Deadly Beloved(79)
“Would you have met every woman in your class?” Gregor asked.
“No, of course not. I wouldn’t necessarily know all of them by sight either. It’s just… odd.”
“Maybe you knew her by her maiden name,” Gregor said, “MacLaren.”
“What?” Julianne Corbett said.
“MacLaren,” Gregor repeated. “Her full name was Patricia MacLaren Willis. She was usually known as Patsy.”
“Patsy,” Julianne Corbett repeated.
“Is something wrong?” John Jackman asked.
“Let me get this straight,” Julianne Corbett said. “What you’re trying to tell me is that this woman who murdered her husband out in Fox Run Hill and then blew her car up with a pipe bomb in a municipal parking garage, this woman was the same Patsy MacLaren who graduated from Vassar College in 1969?”
“That’s right,” Gregor said.
“That’s wrong,” Julianne Corbett said. “Mr. Demarkian, I knew Patsy MacLaren. I knew her quite well. She was my closest friend. We were so close, in fact, that I was with her on the night she died—in New Delhi, India, four months after we graduated.”
FIVE
1.
SARAH LOCKWOOD KNEW SHE had to be careful. At this stage in things—the almost-but-not-quite, the just-next-to-done—anything could happen to screw it all up, and the last thing she wanted was for something she did or said to bring the whole thing crashing down on her head. Because of that, she was even grateful to Patsy Willis for killing her husband and bringing a pack of detectives down on their heads. The detectives made Kevin nervous, but Sarah saw them as a distraction. Joey Bracken was so fascinated by the things that were going on in the Tudor across the street, he was barely looking at the papers Kevin had spread out in front of him on the breakfast room table. The papers were the most impressive Sarah had ever seen. God only knew where Kevin had gotten them. They went on for pages and pages of utter incomprehensibility. There were maps too, but Sarah knew where Kevin had gotten those. They had been copied out of an ancient edition of the World Book Encyclopedia they had in the basement and then run through the computer so that they would look official. Now one of them had a “lot” outlined in red highlighter and marked with an X. Joey’s cashier’s check was paper-clipped to the page just above the X’s top left tip. Joey was leaning sideways in his chair, trying to see if something was happening at the Tudor, although nothing was. It was too late in the day for policemen and too late in the week for anybody to be much interested in Patsy Willis. The explosion in Philadelphia at Julianne Corbett’s party had taken everybody’s mind off spousal murder.

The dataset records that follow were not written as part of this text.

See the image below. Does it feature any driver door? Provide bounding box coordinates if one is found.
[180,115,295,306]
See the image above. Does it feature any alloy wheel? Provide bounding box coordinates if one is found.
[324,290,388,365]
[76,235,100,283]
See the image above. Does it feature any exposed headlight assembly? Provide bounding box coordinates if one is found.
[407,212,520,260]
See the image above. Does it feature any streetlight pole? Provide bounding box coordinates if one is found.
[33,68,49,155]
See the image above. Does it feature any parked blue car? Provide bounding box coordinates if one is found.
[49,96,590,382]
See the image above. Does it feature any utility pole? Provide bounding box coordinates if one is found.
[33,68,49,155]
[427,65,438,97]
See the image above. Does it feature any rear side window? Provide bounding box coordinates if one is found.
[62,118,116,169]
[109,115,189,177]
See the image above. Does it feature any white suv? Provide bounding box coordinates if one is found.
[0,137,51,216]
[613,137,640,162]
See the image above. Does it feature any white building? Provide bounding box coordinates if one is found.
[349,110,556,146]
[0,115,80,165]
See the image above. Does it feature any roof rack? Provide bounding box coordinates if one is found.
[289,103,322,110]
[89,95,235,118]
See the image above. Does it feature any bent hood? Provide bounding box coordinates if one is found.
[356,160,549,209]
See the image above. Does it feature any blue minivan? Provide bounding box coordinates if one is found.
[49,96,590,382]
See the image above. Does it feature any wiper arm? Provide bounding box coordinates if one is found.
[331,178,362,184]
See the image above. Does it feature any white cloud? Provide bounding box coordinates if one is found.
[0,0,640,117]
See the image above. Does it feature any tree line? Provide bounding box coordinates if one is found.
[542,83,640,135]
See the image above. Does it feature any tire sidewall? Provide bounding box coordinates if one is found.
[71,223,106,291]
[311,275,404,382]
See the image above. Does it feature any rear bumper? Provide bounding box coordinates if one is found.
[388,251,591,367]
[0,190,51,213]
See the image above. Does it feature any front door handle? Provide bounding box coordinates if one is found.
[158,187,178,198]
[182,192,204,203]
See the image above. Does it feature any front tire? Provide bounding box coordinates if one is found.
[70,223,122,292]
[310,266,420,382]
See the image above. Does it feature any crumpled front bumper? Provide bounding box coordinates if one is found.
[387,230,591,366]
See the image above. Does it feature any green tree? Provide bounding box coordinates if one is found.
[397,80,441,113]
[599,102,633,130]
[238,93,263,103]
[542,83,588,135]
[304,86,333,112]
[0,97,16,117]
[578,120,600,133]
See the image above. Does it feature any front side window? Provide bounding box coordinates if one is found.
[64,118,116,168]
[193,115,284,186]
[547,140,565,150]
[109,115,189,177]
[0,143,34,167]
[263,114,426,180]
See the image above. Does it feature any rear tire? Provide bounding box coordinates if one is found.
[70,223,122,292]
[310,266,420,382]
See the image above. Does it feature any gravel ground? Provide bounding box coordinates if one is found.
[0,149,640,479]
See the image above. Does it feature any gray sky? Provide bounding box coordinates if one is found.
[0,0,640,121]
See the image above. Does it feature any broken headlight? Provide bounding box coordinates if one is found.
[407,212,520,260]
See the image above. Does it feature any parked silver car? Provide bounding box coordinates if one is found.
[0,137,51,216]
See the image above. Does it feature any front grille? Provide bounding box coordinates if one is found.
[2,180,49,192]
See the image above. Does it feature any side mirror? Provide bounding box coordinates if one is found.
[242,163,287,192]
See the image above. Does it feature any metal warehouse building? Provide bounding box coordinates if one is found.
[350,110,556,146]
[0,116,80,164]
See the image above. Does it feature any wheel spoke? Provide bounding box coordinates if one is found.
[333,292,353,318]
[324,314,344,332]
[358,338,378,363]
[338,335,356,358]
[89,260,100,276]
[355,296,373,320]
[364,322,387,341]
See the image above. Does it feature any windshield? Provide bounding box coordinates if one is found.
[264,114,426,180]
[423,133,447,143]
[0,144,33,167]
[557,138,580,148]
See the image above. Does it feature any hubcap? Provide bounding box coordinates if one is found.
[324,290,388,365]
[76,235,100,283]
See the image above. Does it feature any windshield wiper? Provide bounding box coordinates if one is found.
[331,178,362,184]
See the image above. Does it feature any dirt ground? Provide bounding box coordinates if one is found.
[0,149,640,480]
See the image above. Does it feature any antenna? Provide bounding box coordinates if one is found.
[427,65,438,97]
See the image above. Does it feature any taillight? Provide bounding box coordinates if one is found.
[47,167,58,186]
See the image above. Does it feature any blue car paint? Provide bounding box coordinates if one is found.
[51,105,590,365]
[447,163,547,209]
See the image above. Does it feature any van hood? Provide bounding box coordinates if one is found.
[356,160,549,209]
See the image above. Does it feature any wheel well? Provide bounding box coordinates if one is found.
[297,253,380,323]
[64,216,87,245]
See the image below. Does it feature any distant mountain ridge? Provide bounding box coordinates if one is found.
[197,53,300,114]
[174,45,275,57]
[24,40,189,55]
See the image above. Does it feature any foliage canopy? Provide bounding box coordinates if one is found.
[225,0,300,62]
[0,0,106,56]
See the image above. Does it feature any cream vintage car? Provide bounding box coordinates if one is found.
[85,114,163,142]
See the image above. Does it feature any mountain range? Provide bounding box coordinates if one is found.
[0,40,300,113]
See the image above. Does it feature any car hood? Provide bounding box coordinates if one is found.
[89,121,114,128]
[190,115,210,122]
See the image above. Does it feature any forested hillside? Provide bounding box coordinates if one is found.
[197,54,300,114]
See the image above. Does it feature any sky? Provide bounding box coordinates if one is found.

“Do you think she did it?” Joey Bracken was saying, his pen poised above the paper he was supposed to sign like a safe poised to fall on Daffy Duck’s head in an old cartoon. “Tried to blow up Julianne Corbett, I mean. They all say she probably did it.”

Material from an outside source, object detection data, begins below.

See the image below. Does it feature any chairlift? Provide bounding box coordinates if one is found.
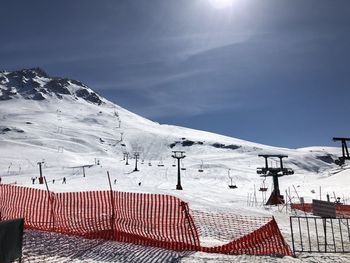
[259,178,267,192]
[227,169,237,189]
[158,160,164,167]
[198,160,204,173]
[181,160,186,171]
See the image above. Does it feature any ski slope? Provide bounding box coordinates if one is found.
[0,69,350,262]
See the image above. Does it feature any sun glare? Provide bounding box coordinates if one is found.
[209,0,233,9]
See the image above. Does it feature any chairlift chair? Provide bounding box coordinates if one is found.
[181,160,186,171]
[198,160,204,173]
[158,160,164,167]
[259,178,267,192]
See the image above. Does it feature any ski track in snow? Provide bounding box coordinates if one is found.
[0,71,350,262]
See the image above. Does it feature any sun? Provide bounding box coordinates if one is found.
[209,0,233,9]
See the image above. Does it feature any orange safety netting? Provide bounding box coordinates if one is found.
[0,185,292,256]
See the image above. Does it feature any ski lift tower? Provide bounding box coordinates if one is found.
[134,152,140,172]
[333,137,350,166]
[171,151,186,190]
[256,154,294,205]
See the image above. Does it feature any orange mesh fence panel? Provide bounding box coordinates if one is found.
[0,184,52,230]
[0,185,291,255]
[291,203,350,217]
[192,211,292,256]
[336,205,350,218]
[290,203,312,213]
[54,191,113,239]
[114,192,199,250]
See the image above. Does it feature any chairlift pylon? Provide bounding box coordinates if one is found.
[198,160,204,173]
[158,160,164,167]
[259,177,268,192]
[181,159,186,171]
[227,169,238,189]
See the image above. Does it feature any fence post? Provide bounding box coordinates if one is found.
[181,202,200,251]
[44,176,55,232]
[107,171,115,240]
[289,216,295,257]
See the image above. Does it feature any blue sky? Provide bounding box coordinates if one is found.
[0,0,350,148]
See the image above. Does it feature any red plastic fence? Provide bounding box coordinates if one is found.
[0,184,292,255]
[291,203,350,218]
[192,211,292,255]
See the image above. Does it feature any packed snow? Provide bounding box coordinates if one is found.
[0,69,350,262]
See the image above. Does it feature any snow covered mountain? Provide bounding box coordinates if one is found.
[0,68,349,212]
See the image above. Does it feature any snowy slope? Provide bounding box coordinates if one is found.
[0,69,350,262]
[0,69,349,208]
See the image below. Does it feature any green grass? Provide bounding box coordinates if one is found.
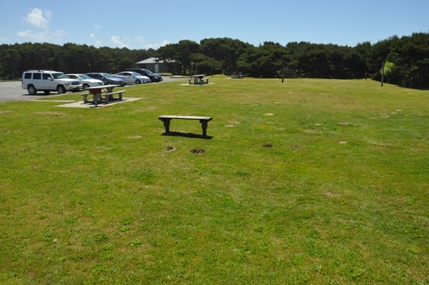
[0,76,429,284]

“I don’t see why Patsy would want to blow up Julianne Corbett,” Sarah said. “From everything I’ve heard, she worshiped the woman.”
“Yeah, I’d heard that too,” Joey said. He sounded eager. Sarah thought he looked awful being eager. His eyes bugged out. The fat line across his stomach seemed to pulse. It made Sarah crazy to think that Joey and Molly had more money than she and Kevin did. Joey looked like he ought to try out for the starring role in a movie about a guy who spends his whole life in a diner and Molly—
—but Molly wasn’t there. Sarah got up from her chair at the table and went into the kitchen, looking for Perrier water, looking for a way to calm down. She also took some nuts out of a cabinet near the stove, because unlike most of the people she knew, Joey Bracken ate most of the time. He had been in her kitchen for half an hour now and he had already gone through an entire bowl of potato chips and half a cheese roll.
“The way I see it,” Joey was saying, “is that she’s not quite right in the head. Patsy, I mean.”
“That’s the way we all see it,” Kevin said. “Jesus Christ. We wouldn’t want to think she was right in the head. We wouldn’t be able to go to sleep next to our wives.”
“What?” Joey Bracken said. “Oh. Oh, yeah. I never thought about it like that.”
Joey Bracken’s cashier’s check was for thirty thousand dollars. It was made out to himself, as if he had asked a lawyer for advice about it—but Sarah didn’t think he had. She thought he had just asked somebody he worked with at his bank. She wondered what Joey really did there. She couldn’t believe he had a serious job. He was just too stupid. She wondered what Molly’s father did too. Maybe it was Molly’s father who had the money, and he was with the mob, which was the kind of organization Sarah could imagine Joey succeeding in.